Tout s’explique

Vivendi lance le rachat de la société Lagardère

  • En quoi consiste l’offre publique d’achat initiée par Vivendi ?

    À partir d’aujourd’hui et pour un peu plus d’un mois, la société Vivendi, qui appartient au groupe Bolloré, propose aux actionnaires du groupe Lagardère qui le souhaitent de racheter leurs actions à un prix unitaire de 25,50 euros, soit près de 10 centimes de plus que leur valeur actuelle. Cette opération, appelée offre publique d’achat (OPA), vise à permettre au groupe Bolloré de prendre le contrôle de la société dirigée par Arnaud Lagardère, spécialisée dans la distribution (Relay), l’édition (Hachette Livre) et les médias (Europe 1, le JDD, Paris Match).
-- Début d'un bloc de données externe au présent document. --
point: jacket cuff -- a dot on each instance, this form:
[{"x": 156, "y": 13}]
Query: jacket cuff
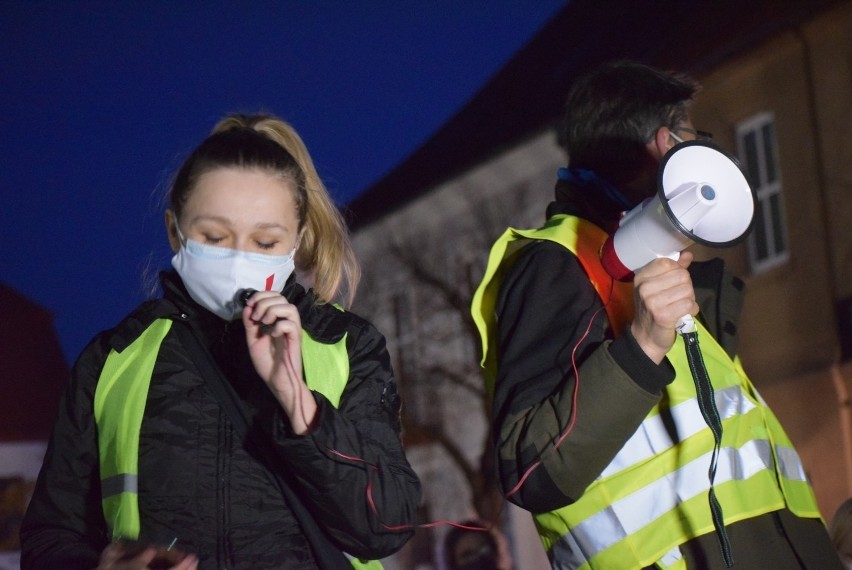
[{"x": 645, "y": 372}]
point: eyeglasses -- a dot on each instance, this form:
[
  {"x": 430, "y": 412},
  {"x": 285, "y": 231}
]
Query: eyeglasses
[{"x": 699, "y": 135}]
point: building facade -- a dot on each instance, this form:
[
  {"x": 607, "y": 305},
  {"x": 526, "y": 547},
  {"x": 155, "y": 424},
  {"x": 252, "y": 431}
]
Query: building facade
[{"x": 780, "y": 98}]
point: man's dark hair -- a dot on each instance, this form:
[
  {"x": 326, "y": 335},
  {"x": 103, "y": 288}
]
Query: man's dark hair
[{"x": 614, "y": 111}]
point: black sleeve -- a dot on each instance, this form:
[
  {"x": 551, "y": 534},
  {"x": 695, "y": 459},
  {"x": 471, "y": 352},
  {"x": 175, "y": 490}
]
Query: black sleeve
[
  {"x": 351, "y": 469},
  {"x": 552, "y": 330},
  {"x": 64, "y": 524}
]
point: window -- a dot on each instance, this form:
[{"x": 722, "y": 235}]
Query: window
[{"x": 768, "y": 246}]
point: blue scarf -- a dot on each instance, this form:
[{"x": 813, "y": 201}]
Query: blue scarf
[{"x": 587, "y": 181}]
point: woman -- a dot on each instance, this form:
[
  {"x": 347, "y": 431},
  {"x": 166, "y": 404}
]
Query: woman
[{"x": 238, "y": 421}]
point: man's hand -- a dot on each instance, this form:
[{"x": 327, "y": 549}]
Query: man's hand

Vivendi possède déjà plus de 45 % du capital de Lagardère depuis le rachat en septembre des actions possédées par le fonds d’investissement britannique Amber Capital. Les autres actionnaires principaux de la société Lagardère sont le fonds souverain du Qatar (11,5 %), Arnaud Lagardère (11 %) et la société Agache (10 %), contrôlée par Bernard Arnault, le PDG du groupe de luxe LVMH.

  • Quels risques pour la concurrence cette OPA soulève-t-elle ?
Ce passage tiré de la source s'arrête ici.